Sis : I really miss your goody breakfast, come home this weekend and make it.
Me : I will try, (feeling modest and shrugging), but I use the same eggs and bread as you, how different can my cooking can be.
Sis : It is really the best.
(some more conversation on that topic, before we get into senti and emotional territory….)
Me : You know, culturally we don’t hug each other often, we don’t tell each other how much we value each other, we don’t tell others what we love about them, like you just told me about the breakfast.

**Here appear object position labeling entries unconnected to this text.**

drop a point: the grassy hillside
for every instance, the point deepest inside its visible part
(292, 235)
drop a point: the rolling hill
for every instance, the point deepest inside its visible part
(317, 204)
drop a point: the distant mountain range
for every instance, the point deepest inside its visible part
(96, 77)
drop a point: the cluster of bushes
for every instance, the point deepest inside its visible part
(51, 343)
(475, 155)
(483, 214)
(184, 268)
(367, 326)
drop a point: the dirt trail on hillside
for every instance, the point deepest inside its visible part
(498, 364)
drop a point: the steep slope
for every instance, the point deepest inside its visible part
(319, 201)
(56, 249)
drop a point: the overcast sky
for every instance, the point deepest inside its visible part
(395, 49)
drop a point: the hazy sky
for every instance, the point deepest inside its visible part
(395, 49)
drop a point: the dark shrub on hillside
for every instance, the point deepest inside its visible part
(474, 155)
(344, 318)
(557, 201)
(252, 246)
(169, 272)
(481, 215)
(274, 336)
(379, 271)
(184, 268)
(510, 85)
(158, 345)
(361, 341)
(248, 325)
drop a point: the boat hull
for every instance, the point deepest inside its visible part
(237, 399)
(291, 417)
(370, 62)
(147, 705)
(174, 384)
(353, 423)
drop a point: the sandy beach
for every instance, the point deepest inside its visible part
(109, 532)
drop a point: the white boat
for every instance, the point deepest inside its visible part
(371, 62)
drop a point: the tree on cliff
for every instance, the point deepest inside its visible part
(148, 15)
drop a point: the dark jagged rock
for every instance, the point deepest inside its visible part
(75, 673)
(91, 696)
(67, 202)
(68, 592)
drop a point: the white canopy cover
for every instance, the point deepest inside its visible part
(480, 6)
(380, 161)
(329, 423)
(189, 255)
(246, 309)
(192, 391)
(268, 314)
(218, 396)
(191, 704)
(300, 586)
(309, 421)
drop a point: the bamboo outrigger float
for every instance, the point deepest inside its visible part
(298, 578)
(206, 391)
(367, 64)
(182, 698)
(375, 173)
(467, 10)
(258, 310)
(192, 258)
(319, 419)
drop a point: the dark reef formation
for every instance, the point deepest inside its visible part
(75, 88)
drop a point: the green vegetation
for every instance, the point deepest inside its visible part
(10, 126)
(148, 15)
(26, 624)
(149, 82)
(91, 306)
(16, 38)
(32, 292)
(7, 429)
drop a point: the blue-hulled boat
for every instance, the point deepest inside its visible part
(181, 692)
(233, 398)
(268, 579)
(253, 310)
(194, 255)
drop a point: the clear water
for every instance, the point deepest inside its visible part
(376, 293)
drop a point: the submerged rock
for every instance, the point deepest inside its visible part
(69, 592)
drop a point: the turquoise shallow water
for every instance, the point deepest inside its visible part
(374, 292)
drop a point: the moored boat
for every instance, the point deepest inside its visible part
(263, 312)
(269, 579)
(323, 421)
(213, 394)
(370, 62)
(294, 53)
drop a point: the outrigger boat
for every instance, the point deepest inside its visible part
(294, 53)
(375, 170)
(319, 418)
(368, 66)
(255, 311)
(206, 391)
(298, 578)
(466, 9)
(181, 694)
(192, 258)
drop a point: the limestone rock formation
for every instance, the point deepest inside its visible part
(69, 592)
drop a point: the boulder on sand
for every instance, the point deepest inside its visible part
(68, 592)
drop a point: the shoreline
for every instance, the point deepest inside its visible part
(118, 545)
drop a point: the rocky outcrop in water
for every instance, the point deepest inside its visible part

Its a simple thing, nothing deep, but it makes me feel good to know that “my cooking” means so much to you.
Sis : You do that a lot yourself don’t you, I noticed you hugging Ma and telling her how she makes the best coffee in the world, after each of the 3 cups you had today (laughing).
Me : (sheepishly laughing) I seriously think she makes the best coffee in the whole world.
Sis : I know you mean it, but you also say it – you make it explicit.
Me : Yes, I always believe that if I don’t tell her today what that cup means today, tomorrow might be too late, and I really believe that, life can go kapoosh in an instant…..No matter what happens tomorrow, I want her to know today, how much that cup means to my personal happiness – and that she is singularly responsible for that “moment of joy.”
Sis : Not many of us do that.
Me : Yes, and we are culturally not encouraged to do that. We don’t praise our little ones when they do good things, neither do we thank our “big” ones when they do something for us. Its culturally okay for us to assume “business as usual” and assume things for granted.
Sis : I agree completely….
Me : ….and for me, a thanks, is not a “box ticking thanks”, its actually a silent assimilation of this moment of joy, which you or someone created for me. Its a genuine little prayer to the larger universe - “I like this moment, it makes my life worth living.”
Me : ….you don’t have to “say a thanks”, a tap on the shoulder can mean the same, a peck can mean the same, a clasp of the palm can say it….whatever works.
Sis : ….we don’t often tell others how good everyday things are. If there is one mistake in the food, like salt is missing, we shall all highlight it, but we shall never praise “business as usual” and say, that today’s dal-rice tastes great, just like everyday.
Me : Precisely my point….and yet, making that single cup of coffee, requires the same amount of love and effort as the 2000 other ones amma has already pushed into my blood. And to me, it is also just as invaluable as the 2000 previous ones.
(and the conversation meandered around….)

Get the drift?

I believe with all my heart (and head), that life is very short, and terribly fickle. If we don’t tell people “things”(which could initially appear very obvious or plain jane to us) like signing off an email to your sis with “luv” – of course, I care and love her, but writing it down, and saying it with real feeling at that “moment” is necessary, because remember – that might be the last time I ever get to do it.

I peck my spousey’s hair and head probably 20 times a day. Everytime I do that, I tell Uncle Universe – “I love this moment”.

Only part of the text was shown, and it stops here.